Some of the best features of a fraud management offering include:
- The ability to identify repeat transactions from the same point-of-sale device
- The ability to pinpoint the location of a transaction’s origin
- The use of a sophisticated and proven statistical scoring model
- The ability to detect fraud globally
- The ability to link orders that share little or no common elements
- The use of continuous transaction monitoring
- The availability of a custom rules engine
- The availability to customize workflow management
- The ability to interface with third-party verification sources accomplishes all of the above. The use of such third-party resources will provide the merchant with additional resources to utilize in fraud review.
Agent Web Console
The Agent Web Console (AWC) uses multiple, proven fraud-fighting technologies designed to maximize a merchant's revenue while minimizing fraud exposure. This solution is designed to apply to virtually any level of the market from small business through strategic markets. The fraud detection capability is much more technologically advanced than traditional fraud prevention offerings such as “Verified by Visa” and “MasterCard SecureCode.” When used correctly, this solution will be the only fraud prevention solution the merchant will need to minimize their fraud exposure while maximizing their revenue.
Fraudsters are intelligent, well-funded and more importantly, resilient in their efforts to make money from fraudulent practices. They spend a great deal of time researching the vulnerabilities of various merchants. They look for gaps in fraud detection capabilities, order response information used to validate or reject orders, call center response questions, changing/seasonal fraud strategies as well as weekend/after hours support. Their sole purpose is to discover any possible weakness in a merchant’s order process and exploit it to the fullest extent possible.
But that’s not the worst part of it! Sophisticated fraudsters are patient as well. They recycle identities and may hold compromised cards “in reserve” so they can slowly cash in on the rewards over time rather than attempt a full-scale assault on a merchant site that may raise red flags. The solution uses a combination of detectors including:
- Real-time order analysis and comparison across all merchants participating in the program.
- Geolocation technologies to fingerprint the device used to make the purchase and the physical geographic location of the device at the time of the purchase.
- The ability to create “personas” of both good and bad transaction details over time so that fraud “rings” can be identified and linked together in real-time. In short, the solution was designed to detect all forms of CNP fraud operating across the globe in real-time. It is the single, most advanced, merchant-facing fraud detection suite today.
- Custom Rules Engine/Management.
Here are the high points of AWC:
Each merchant will begin with a default rule set which closely relates to their industry. The rules, while generic in nature, will provide a foundation on which to build merchant specific rules as it relates to each merchant's internal order management policies, procedures and philosophies.
Rulesets represent a grouping of rules at any given time which have been deployed on the merchants account. Rulesets are created by either the Risk Manager or the Admin contact of the merchant.
A Ruleset (or sometimes referred to as snapshot) is an overarching fraud strategy profile that can contain an infinite number of custom business rules. One snapshot can be active at a time; however, the merchant can schedule different snapshots (with their corresponding rules) to be deployed during certain times of the day, certain times of the week (weekends for example with little to no review staff are on duty) or during various times of the year (the holidays for example where an increase in daily transaction activity may occur).
Rulesets are easily editable and when saved and activated, will become in full force within minutes. There can only be one active rule set at any given time, however, a merchant may have a library of multiple rulesets they can select from for seasonality or other reasons. Rulesets cannot be deleted; however, they can be deactivated with a simple selection and update process. Creation of the rules allows for a merchant to select from over 200 different variables to create rules. Rules can be a simple rule with a single variable, or can be a compound rule with multiple variables depending upon the merchants needs. For a compound rule to trigger, each condition or variable of the rule must be met.
A persona can be defined as the combination of a variety of data elements received from the original order.

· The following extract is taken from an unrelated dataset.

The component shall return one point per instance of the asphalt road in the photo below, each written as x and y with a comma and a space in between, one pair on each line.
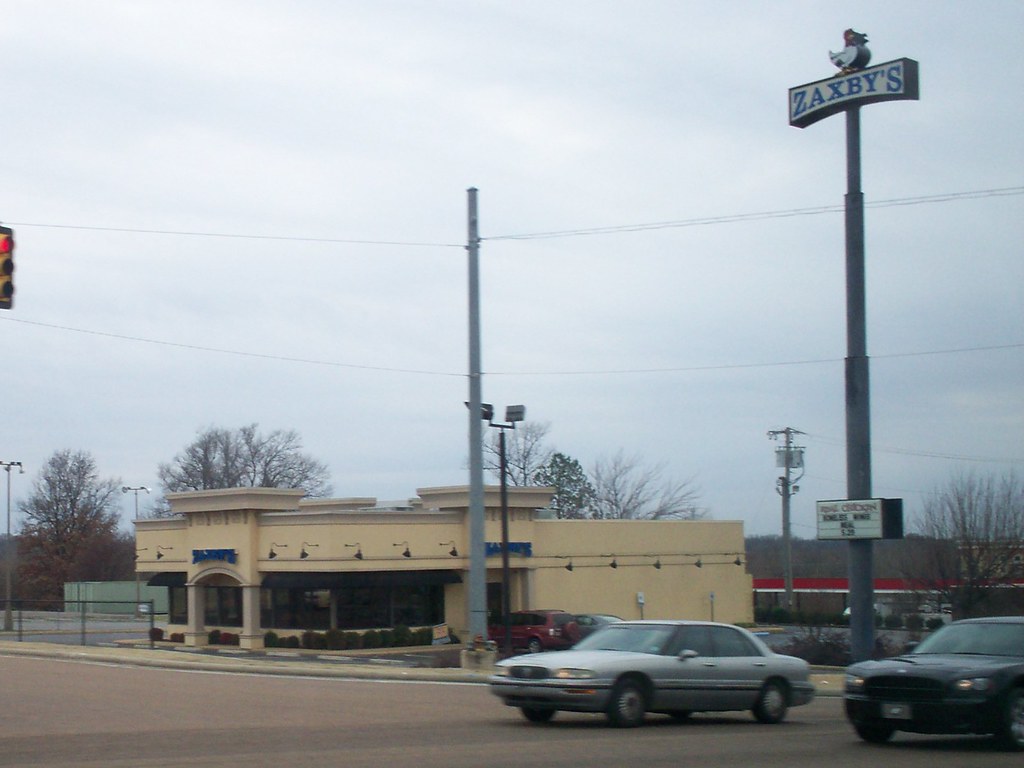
90, 712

Variables from the physical device in combination with such things as email address, billing address, card number and device fingerprint allow for us to create a persona as an identifiable entity. Once the persona has been created, we will examine and cross reference the created persona against all orders from all merchants. During this referencing, we will determine any and all matches to the persona being evaluated and review prior orders from the same persona for risk factors in the historical orders. Upon completion of this review, we will present an evaluation in the form of a score (1-99) and other data elements associated with the respective persona. In addition to the score, this will also include the quantity of unique credit cards, email addresses, devices and associated geographies of the persona. The persona will be assigned, in addition to the score, a country designation (determined by the cross-referencing of the historical orders of the persona) which represents the country with the highest level of risk associated with the persona within the last 14 days.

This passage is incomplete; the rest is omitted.